In this context, the Miskito established alliances with the British, who had interests in the western Caribbean and exerted influence over the Mosquito Coast. There came to be the so-called Kingdom of Mosquitia or Miskito kingdom, an entity under British influence or protectorate, with its own leaders (the 'Miskito kings'), which enjoyed a certain autonomy. This relationship with the British and the isolation kept the region with a history distinct from and separate from that of the rest of Honduran territory for centuries.

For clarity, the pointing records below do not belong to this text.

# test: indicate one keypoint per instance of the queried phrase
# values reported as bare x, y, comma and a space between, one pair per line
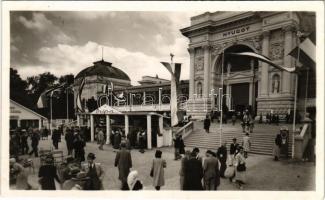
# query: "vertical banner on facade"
175, 71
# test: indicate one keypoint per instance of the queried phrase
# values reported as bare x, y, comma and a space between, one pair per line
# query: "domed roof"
103, 68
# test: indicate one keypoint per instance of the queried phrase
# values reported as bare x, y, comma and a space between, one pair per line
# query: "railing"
186, 130
301, 141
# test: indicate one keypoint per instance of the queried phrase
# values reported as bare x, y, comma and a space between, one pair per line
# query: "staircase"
262, 138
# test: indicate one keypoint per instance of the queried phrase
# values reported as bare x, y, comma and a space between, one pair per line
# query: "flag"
263, 59
41, 102
79, 105
307, 51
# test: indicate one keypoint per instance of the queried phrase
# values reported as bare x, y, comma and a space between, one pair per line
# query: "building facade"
246, 82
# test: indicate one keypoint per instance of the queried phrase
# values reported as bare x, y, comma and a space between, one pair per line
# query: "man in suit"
123, 162
193, 173
95, 173
210, 171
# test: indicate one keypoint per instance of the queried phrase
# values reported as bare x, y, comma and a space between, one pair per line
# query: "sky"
67, 42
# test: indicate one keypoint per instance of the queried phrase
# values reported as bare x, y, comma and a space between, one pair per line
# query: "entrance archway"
240, 85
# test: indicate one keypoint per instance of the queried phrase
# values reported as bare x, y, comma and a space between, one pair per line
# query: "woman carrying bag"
240, 166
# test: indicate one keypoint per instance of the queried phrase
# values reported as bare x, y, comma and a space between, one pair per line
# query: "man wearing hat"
233, 147
95, 173
123, 162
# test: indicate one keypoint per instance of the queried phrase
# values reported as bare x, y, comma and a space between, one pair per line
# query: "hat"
91, 156
132, 179
81, 176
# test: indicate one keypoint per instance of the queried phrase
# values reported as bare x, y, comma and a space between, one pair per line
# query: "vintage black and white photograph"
162, 100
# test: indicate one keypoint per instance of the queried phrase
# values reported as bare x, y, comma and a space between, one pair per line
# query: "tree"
18, 89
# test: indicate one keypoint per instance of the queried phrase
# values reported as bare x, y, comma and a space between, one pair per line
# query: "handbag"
241, 167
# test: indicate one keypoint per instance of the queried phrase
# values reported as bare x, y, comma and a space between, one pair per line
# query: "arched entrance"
240, 81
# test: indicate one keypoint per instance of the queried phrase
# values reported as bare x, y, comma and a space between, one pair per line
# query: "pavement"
262, 172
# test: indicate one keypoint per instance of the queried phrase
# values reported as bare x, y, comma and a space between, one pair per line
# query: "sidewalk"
262, 172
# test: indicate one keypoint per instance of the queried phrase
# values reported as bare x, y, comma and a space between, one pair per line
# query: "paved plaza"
262, 172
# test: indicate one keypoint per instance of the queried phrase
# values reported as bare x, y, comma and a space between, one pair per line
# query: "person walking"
48, 174
35, 140
246, 144
233, 147
123, 161
222, 157
69, 138
240, 165
207, 123
157, 170
277, 147
95, 173
193, 173
210, 171
101, 139
182, 170
79, 148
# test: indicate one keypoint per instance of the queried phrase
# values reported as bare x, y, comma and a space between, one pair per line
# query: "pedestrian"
35, 140
182, 170
79, 148
19, 174
233, 147
157, 170
177, 147
193, 173
233, 119
95, 173
134, 182
47, 174
207, 123
101, 139
69, 138
24, 143
123, 161
210, 171
222, 156
246, 144
117, 140
240, 164
55, 138
277, 147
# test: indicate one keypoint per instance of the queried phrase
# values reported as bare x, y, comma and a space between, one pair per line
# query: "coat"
193, 174
47, 174
123, 162
158, 166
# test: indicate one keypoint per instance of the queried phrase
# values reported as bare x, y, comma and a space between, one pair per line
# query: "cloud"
48, 31
65, 59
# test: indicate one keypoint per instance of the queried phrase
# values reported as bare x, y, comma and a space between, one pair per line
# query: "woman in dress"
240, 165
47, 173
157, 170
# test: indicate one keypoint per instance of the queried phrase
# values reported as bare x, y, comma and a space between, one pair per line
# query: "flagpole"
221, 95
295, 100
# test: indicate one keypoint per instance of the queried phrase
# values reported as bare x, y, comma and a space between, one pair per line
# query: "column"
207, 75
149, 131
191, 89
286, 76
265, 66
108, 128
144, 98
78, 120
250, 101
92, 134
40, 123
126, 122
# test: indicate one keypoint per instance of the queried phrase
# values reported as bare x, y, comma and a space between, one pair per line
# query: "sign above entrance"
237, 31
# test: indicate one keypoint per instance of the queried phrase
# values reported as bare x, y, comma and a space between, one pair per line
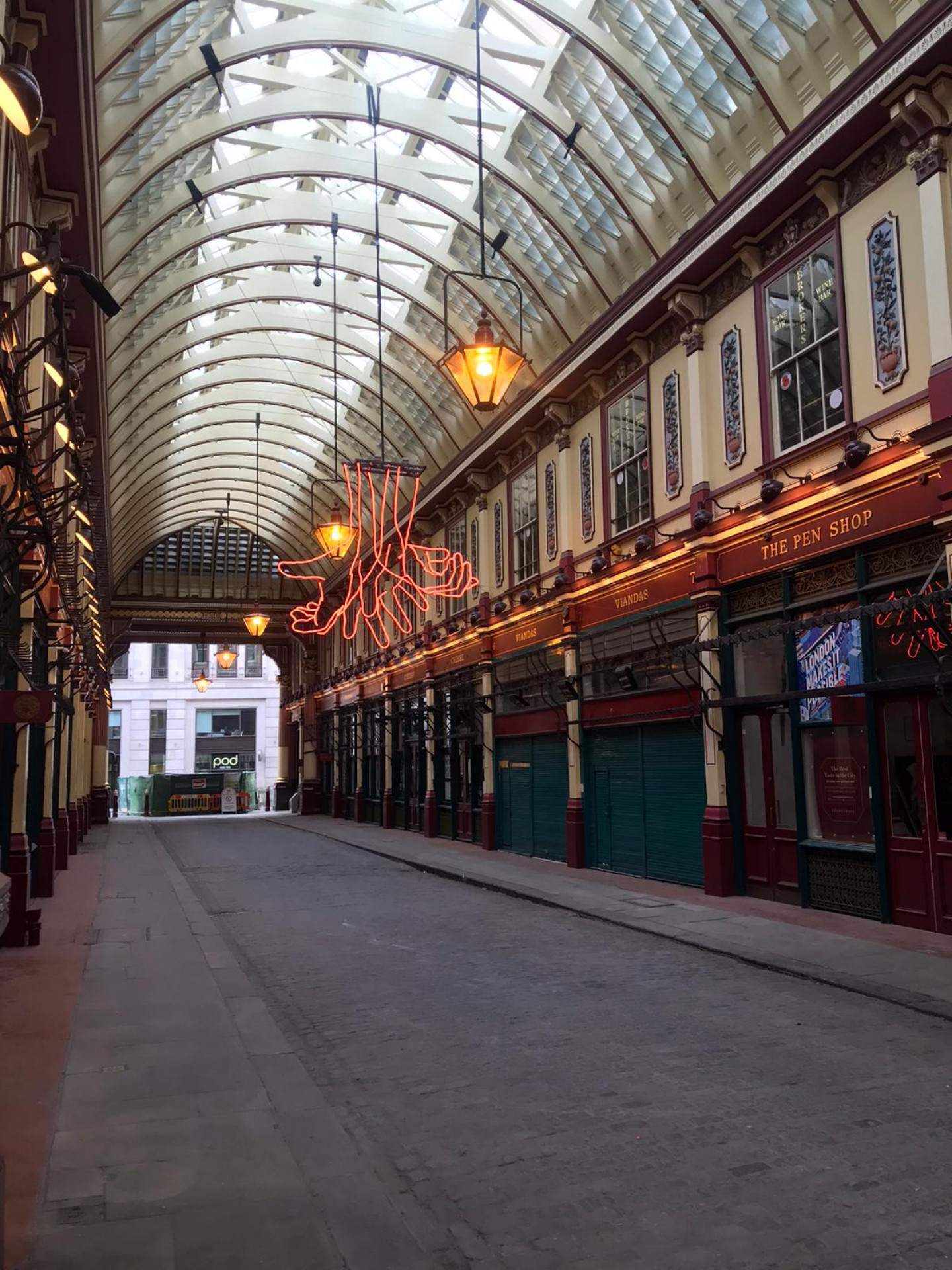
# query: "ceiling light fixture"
257, 621
20, 99
226, 656
484, 370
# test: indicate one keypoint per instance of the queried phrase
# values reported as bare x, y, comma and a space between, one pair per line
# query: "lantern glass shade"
257, 622
225, 657
38, 271
19, 97
334, 538
484, 370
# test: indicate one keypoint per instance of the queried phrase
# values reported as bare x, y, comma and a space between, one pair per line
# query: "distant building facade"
160, 723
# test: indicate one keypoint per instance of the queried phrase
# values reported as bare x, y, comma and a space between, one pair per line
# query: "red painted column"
575, 833
488, 822
717, 849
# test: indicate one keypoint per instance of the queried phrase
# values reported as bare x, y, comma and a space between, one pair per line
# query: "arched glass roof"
263, 110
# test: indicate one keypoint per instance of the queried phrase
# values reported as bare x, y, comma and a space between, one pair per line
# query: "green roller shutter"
532, 790
645, 802
673, 766
615, 821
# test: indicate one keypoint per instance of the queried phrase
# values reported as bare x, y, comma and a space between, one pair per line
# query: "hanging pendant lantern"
226, 657
484, 370
334, 536
257, 622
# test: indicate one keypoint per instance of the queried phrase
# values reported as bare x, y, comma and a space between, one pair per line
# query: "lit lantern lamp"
225, 657
334, 536
257, 622
484, 370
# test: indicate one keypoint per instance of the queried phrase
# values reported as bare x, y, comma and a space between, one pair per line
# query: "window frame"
770, 417
460, 603
164, 673
625, 389
514, 581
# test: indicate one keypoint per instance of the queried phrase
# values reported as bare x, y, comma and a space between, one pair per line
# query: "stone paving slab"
187, 1136
917, 980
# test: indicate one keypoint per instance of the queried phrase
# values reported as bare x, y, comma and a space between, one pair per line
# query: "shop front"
643, 738
531, 740
409, 774
457, 737
840, 732
374, 761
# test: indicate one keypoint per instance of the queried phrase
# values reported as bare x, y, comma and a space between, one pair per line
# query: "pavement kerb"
906, 999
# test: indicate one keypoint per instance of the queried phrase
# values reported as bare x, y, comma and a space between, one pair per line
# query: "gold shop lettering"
815, 535
633, 597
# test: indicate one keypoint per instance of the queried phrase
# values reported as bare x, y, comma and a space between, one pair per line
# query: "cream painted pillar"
936, 219
387, 806
716, 835
487, 572
574, 812
488, 807
99, 770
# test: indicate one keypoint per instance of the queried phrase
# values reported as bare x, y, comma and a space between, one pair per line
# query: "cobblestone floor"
556, 1094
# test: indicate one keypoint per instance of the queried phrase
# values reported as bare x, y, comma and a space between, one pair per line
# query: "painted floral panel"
670, 413
498, 540
551, 538
588, 503
887, 299
733, 398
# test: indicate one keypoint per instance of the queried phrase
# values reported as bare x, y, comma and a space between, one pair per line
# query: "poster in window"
828, 657
588, 506
551, 539
670, 413
887, 302
733, 398
498, 541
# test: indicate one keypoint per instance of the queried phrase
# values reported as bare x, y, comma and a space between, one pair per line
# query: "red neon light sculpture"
913, 640
381, 587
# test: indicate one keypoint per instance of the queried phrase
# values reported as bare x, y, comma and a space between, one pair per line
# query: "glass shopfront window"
837, 784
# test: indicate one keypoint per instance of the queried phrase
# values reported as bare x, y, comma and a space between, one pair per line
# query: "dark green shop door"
532, 785
645, 802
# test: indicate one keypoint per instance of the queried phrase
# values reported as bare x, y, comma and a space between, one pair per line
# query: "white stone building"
160, 723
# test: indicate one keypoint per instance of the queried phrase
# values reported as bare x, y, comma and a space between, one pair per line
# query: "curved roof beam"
253, 225
354, 261
325, 26
245, 324
397, 173
200, 466
159, 396
237, 408
245, 381
436, 121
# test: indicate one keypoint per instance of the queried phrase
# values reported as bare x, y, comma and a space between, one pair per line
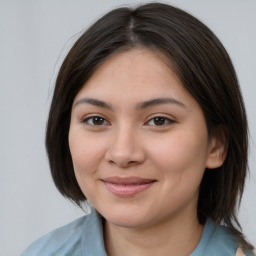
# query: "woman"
142, 126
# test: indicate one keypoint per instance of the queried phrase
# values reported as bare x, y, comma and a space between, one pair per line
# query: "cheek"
181, 158
86, 151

Throughout the 19th and 20th centuries, Honduran sovereignty over La Mosquitia gradually consolidated, within the framework of the definition of borders and the declining influence of Great Britain in the region (in a process parallel to that of the Bay Islands and the Nicaraguan Mosquito Coast). The region was formally integrated into Honduras as part of its territory, over time forming the department of Gracias a Dios. However, its remoteness, its lack of roads and its dense jungle kept it, to this day, as a remote region, culturally semi-autonomous and largely pristine, preserving its distinctive character within the country.
The recognition of the extraordinary natural and cultural value of La Mosquitia took shape in the last decades of the 20th century. In 1980 the Río Plátano Biosphere Reserve was created to protect this immense territory of rainforest, rivers, lagoons and mangroves, along with the Indigenous peoples who inhabit it. Two years later, in 1982, UNESCO inscribed it on the World Heritage List (site No. 196), enshrining its outstanding universal value.
The reserve was recognized both for its extraordinary biodiversity —one of the most important and best-preserved rainforests in Central America, with emblematic and threatened species— and for its cultural value, as home to Indigenous peoples who maintain traditional ways of life in harmony with the jungle. It's one of the few sites that so clearly combine the conservation of nature and culture, hence its name 'Reserve of Man and the Biosphere.'
However, this treasure has faced serious threats: deforestation, the advance of the agricultural and ranching frontier, illegal land occupation, logging, and the pressure of drug trafficking, which has used the remote region for its activities. These threats came to place the Río Plátano Reserve on UNESCO's List of World Heritage in Danger at various times, warning of the risks to its conservation. Today, La Mosquitia remains Honduras's great wild jungle and one of the last great pristine territories of Central America, an invaluable heritage whose protection, along with the well-being of its Indigenous peoples, is a permanent challenge for the country and for humanity.